Marijuana Decision by Calif. Supreme Court Allows Cities Like L.A. to Shut Down Pot Shops
Added at the bottom: Americans for Safe Access argues that the decision doesn't outlaw cannabis sales just yet.![]()
Torben Hansen
Medical marijuana is legal in California. But you can't sell medical marijuana in California?
It's a contentious issue, one that even the author of California's dispensary legislation argues to this day: Former state Sen. John Vasconcellos told us the law was intended to allow pot sales. The L.A. city attorney's office, the L.A. district attorney and the LAPD say otherwise: You sell it, you're violating the law.
A new court ruling (or, actually, a lack of one), is being hailed as a huge victory by the side that says selling is drug dealing:
The California Supreme Court declined to review a lower court decision that favored the city of L.A. in its crackdown on a Culver City-adjacent pot shop called Organica.
The operator argued that the store was protected from the city's nuisance abatement efforts by state law allowing medical marijuana collectives. Here's the city attorney's spin today on the lower court ruling that was, in effect, upheld with the Supreme Court decided not to review it (emphasis ours):
The Court held that only group activity by qualified patients or their primary caregivers "to cultivate marijuana for medical purposes" was immunized. Dispensing and selling marijuana were not immunized and remains illegal. The Court specifically noted that only individual primary caregivers were authorized to receive any reimbursement.

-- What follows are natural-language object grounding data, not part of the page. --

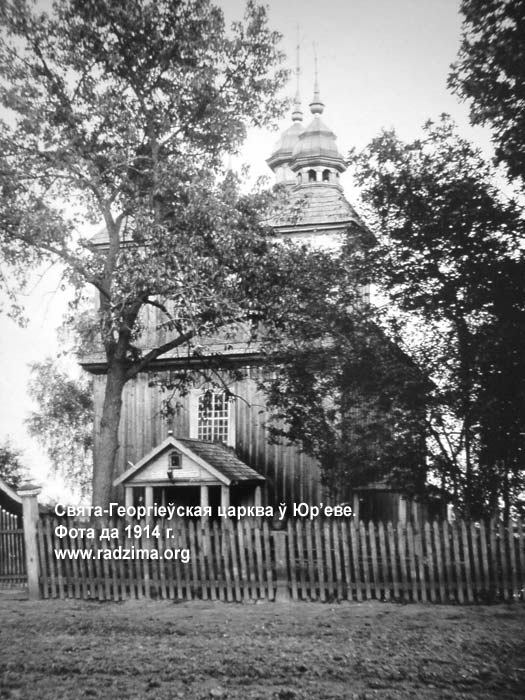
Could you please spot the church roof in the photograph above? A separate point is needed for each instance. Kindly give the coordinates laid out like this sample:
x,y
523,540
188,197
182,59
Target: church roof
x,y
315,204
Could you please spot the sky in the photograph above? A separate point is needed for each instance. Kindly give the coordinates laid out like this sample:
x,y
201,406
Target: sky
x,y
382,64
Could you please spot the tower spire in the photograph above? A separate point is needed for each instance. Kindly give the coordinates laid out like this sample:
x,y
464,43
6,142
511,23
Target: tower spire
x,y
316,106
297,114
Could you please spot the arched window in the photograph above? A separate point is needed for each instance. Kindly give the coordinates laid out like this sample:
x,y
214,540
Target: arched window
x,y
213,417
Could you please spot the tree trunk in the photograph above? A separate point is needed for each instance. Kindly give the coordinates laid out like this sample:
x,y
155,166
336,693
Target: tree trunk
x,y
107,444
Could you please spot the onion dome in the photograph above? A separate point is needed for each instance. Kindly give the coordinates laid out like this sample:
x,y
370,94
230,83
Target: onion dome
x,y
282,152
316,145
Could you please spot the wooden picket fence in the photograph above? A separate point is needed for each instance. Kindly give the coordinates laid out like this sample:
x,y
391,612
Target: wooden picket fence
x,y
12,552
322,560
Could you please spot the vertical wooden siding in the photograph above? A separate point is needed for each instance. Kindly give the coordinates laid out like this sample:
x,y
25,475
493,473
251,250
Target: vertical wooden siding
x,y
324,560
291,475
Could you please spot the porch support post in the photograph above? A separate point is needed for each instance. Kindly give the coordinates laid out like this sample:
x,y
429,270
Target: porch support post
x,y
29,493
204,498
128,495
148,496
225,496
355,506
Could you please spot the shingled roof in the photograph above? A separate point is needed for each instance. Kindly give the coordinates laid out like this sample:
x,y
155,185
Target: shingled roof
x,y
316,204
223,459
212,456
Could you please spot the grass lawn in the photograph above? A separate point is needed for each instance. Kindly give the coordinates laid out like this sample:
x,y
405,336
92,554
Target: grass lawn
x,y
67,650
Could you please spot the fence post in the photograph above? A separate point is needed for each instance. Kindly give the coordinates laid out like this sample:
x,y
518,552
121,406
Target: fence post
x,y
282,593
29,493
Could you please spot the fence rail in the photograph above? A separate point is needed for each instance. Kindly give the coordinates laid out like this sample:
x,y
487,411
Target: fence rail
x,y
12,552
320,560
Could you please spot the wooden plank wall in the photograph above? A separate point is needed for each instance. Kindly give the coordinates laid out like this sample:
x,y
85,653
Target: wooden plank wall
x,y
292,476
325,560
12,552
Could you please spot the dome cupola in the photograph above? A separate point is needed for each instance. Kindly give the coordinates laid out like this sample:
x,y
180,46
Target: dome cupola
x,y
315,156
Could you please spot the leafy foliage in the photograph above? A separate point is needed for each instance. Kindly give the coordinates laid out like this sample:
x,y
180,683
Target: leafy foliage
x,y
12,469
339,387
122,112
63,422
490,74
450,259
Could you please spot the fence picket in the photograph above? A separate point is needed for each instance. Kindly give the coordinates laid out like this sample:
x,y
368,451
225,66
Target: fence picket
x,y
456,554
325,560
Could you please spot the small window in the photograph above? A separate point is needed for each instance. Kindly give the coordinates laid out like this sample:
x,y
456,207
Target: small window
x,y
175,461
213,417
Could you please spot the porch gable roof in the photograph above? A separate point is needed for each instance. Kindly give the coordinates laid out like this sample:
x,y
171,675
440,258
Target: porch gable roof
x,y
215,458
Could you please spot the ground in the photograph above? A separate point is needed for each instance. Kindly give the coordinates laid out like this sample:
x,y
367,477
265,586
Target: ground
x,y
139,650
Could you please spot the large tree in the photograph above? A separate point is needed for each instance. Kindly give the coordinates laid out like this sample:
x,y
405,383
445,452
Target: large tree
x,y
451,261
12,469
121,111
490,74
63,422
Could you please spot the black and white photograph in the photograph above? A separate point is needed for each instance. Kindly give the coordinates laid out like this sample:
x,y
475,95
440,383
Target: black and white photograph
x,y
262,346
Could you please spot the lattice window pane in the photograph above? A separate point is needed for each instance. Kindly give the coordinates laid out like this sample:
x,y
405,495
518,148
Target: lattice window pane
x,y
213,417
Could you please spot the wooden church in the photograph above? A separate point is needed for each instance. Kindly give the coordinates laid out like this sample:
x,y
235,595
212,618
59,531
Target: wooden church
x,y
215,450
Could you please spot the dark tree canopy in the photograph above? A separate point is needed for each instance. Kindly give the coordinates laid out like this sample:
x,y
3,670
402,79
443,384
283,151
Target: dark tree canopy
x,y
490,74
450,259
338,387
120,113
63,422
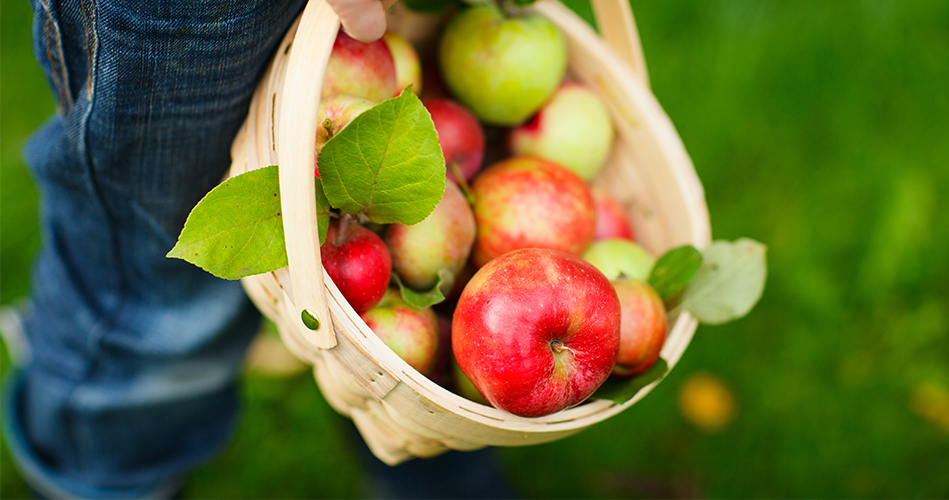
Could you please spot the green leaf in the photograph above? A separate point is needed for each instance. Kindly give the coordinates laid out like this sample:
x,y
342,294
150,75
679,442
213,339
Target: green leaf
x,y
322,210
427,298
236,230
674,270
621,390
729,282
386,163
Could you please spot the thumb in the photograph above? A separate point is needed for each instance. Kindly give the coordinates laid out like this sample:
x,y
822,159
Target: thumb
x,y
364,20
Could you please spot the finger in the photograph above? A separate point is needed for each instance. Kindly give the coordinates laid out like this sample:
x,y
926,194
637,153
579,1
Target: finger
x,y
364,20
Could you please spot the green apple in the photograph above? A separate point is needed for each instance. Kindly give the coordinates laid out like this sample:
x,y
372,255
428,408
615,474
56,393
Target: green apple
x,y
410,332
501,67
408,68
620,258
573,128
441,242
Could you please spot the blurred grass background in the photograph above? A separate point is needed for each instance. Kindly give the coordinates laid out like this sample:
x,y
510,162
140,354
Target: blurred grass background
x,y
818,128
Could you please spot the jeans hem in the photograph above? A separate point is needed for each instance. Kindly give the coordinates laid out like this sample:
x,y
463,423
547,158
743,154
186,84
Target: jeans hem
x,y
43,480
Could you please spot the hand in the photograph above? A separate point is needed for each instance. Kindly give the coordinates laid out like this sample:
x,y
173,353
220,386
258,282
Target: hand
x,y
364,20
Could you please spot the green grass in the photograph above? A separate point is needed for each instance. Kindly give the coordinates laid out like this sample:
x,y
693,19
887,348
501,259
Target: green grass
x,y
817,128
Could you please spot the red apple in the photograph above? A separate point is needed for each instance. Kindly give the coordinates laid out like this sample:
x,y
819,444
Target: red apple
x,y
441,371
408,68
410,332
611,218
527,201
358,262
643,327
536,331
460,136
361,69
462,385
441,242
573,128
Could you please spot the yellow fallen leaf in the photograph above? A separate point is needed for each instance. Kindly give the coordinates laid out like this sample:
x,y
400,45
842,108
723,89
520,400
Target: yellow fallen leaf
x,y
931,402
707,402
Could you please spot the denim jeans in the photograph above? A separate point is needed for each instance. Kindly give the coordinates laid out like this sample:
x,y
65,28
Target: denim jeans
x,y
132,381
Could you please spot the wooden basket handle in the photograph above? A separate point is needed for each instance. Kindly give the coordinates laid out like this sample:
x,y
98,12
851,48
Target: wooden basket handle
x,y
617,26
296,151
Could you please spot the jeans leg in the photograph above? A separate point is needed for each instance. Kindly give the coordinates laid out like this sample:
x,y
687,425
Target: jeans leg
x,y
135,356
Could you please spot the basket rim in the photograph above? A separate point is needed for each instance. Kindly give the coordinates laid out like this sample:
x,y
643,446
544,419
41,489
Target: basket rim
x,y
571,419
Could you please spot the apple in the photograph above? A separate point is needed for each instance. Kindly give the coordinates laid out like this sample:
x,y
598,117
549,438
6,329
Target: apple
x,y
536,331
573,128
611,218
433,87
442,241
441,371
463,386
501,67
408,68
459,135
358,262
410,332
527,201
642,327
620,258
361,69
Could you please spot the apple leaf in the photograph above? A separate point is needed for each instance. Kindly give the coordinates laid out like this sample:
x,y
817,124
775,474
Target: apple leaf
x,y
426,298
621,390
386,163
236,230
674,270
729,282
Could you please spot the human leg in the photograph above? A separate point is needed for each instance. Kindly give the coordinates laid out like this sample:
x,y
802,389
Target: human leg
x,y
132,379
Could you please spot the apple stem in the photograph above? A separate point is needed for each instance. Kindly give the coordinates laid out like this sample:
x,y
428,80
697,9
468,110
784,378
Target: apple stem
x,y
461,181
328,126
558,346
344,219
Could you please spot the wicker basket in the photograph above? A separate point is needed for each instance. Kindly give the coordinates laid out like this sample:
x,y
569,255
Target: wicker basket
x,y
400,413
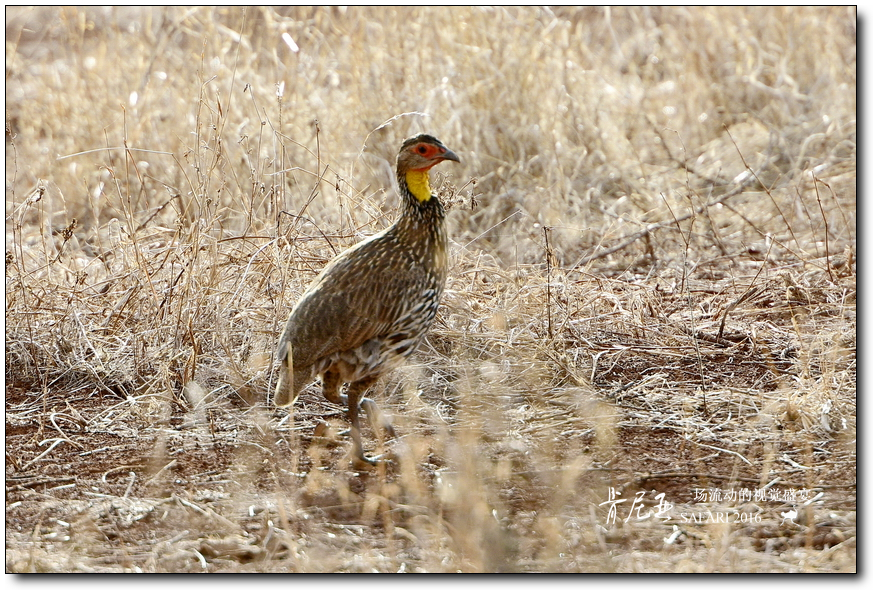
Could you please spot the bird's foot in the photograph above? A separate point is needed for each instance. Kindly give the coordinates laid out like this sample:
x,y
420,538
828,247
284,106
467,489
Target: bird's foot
x,y
377,418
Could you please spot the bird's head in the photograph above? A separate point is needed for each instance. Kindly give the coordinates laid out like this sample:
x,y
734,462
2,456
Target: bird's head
x,y
417,155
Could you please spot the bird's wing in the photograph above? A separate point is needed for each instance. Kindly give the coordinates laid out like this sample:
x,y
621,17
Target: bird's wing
x,y
358,296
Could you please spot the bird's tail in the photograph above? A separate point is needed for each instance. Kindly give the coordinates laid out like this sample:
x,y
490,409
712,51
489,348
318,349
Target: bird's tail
x,y
285,394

Is this another nail in the coffin of dispensaries?
The L.A. City Council is on the verge of outlawing our town's 500 or so dispensaries. One of the arguments made by leaders of the effort, including Councilman Jose Huizar, is that pot shops shouldn't be selling weed for profit -- that the law was only intended to green-light the sharing of weed collectively by and for the ill.
Huizar's proposal would allow nonprofit collectives of folks who want to grow and share pot for medical needs.
In the meantime, the LAPD has been shutting down dispensaries in the San Fernando Valley -- mainly based on the concept that selling pot, even under the banner of medical use, is illegal.